Phnom Penh became one of Beijing's strongest regional allies under former strongman leader Hun Sen, with the Southeast Asian nation receiving huge sums of Chinese investment.
Hun Manet, who succeeded his father Hun Sen in August, hailed the Siem Reap Angkor International Airport as "modern" as he cut a ribbon to officially open it.
He said it was the first Cambodian air facility developed under Beijing's Belt and Road global investment project, and the $1.1 billion hub would stimulate tourism.
"It is another new historic event for the air transportation sector of Cambodia," he said.
"Our duty is to make this airport work," he said, "and to make this airport lift the standard of living of the people, to push the Cambodian economy."
The country once had one of the world's fastest-growing economies -- averaging an annual growth rate above 7 percent for two decades before the pandemic. But poverty rates in the lower middle-income nation have yet to recover to pre-pandemic levels, according to the World Bank.
China's Yunnan province governor Wang Yubo also attended the inauguration of the airport, which began commercial operations last month and will eventually handle up to 12 million passengers annually from 2040.
Cambodian officials have touted it as a tangible result of Beijing and Phnom Penh's increasingly close diplomatic relations.
Hun Manet met Chinese President Xi Jinping in September and flew to the Chinese capital last month for the Belt and Road forum.
The new airport, with a 3,600-metre (11,800-foot) runway, is located about 40 kilometres from Cambodia's famed Angkor temples park in Siem Reap, the country's main tourist destination.
The city's old airport was located just five kilometres from the UNESCO world heritage site.
Conservationists and officials have long voiced concerns that vibrations from frequent flights there were damaging the foundations of the centuries-old temples.
Officials said the new airport poses no threat to the ancient ruins.

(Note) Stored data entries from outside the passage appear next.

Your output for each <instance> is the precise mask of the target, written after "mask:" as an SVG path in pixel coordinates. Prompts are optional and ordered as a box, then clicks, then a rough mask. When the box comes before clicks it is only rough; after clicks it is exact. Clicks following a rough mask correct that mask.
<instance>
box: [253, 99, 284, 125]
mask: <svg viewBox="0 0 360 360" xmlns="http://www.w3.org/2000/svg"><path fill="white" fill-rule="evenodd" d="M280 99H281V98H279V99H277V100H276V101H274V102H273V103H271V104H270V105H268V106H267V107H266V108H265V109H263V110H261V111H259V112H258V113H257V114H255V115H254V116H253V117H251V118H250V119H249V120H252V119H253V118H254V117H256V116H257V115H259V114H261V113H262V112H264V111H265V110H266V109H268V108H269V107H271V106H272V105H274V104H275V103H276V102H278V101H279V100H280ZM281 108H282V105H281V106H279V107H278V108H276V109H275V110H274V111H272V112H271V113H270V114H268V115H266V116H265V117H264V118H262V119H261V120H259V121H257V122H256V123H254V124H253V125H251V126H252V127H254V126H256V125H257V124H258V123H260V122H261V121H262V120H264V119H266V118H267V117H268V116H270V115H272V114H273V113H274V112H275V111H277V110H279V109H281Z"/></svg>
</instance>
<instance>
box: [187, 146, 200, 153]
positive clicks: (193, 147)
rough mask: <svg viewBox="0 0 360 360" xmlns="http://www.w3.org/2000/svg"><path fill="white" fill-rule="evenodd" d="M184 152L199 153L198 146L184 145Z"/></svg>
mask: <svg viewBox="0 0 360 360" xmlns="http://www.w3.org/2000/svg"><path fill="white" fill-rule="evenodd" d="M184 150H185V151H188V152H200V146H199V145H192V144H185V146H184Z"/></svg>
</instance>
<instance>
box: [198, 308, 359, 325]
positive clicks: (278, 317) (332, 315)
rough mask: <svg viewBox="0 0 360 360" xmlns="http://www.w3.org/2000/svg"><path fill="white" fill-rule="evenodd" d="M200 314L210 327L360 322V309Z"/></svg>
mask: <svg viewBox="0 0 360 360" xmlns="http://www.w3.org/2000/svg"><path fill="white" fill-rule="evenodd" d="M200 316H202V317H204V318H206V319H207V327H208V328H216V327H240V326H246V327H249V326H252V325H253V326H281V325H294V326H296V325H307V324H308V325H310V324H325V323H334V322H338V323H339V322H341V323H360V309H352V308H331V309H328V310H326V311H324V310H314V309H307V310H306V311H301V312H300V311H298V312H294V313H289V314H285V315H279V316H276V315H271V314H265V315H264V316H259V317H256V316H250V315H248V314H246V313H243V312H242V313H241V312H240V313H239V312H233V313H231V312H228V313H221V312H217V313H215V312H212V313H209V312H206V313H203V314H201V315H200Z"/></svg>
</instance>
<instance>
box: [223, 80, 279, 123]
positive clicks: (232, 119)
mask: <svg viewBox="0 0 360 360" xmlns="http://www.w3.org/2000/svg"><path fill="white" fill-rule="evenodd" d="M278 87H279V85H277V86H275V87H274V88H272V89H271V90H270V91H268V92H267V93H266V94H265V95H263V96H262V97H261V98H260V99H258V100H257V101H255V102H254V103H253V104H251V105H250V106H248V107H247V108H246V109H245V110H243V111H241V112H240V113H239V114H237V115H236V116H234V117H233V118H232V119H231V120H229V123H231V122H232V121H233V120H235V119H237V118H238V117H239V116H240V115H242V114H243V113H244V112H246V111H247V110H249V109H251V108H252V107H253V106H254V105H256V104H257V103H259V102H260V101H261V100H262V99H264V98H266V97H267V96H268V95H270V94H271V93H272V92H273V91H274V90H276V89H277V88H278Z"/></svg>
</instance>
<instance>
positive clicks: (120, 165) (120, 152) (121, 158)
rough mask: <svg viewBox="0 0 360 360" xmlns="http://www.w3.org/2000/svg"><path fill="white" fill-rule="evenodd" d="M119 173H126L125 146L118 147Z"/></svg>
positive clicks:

It will be given to Cambodia in 2073 after 50 years of operations under a Build-Operate-Transfer (BOT) programme between the two countries.
Another huge airport is also under construction outside the capital Phnom Penh, costing $1.5 billion and expected to open in 2025.
Tourism is hugely important to the country's economy, but visitors nosedived to below 200,000 in 2021 from roughly 6.6 million before the pandemic.
Cambodia received 3.7 million foreign tourists so far in 2023.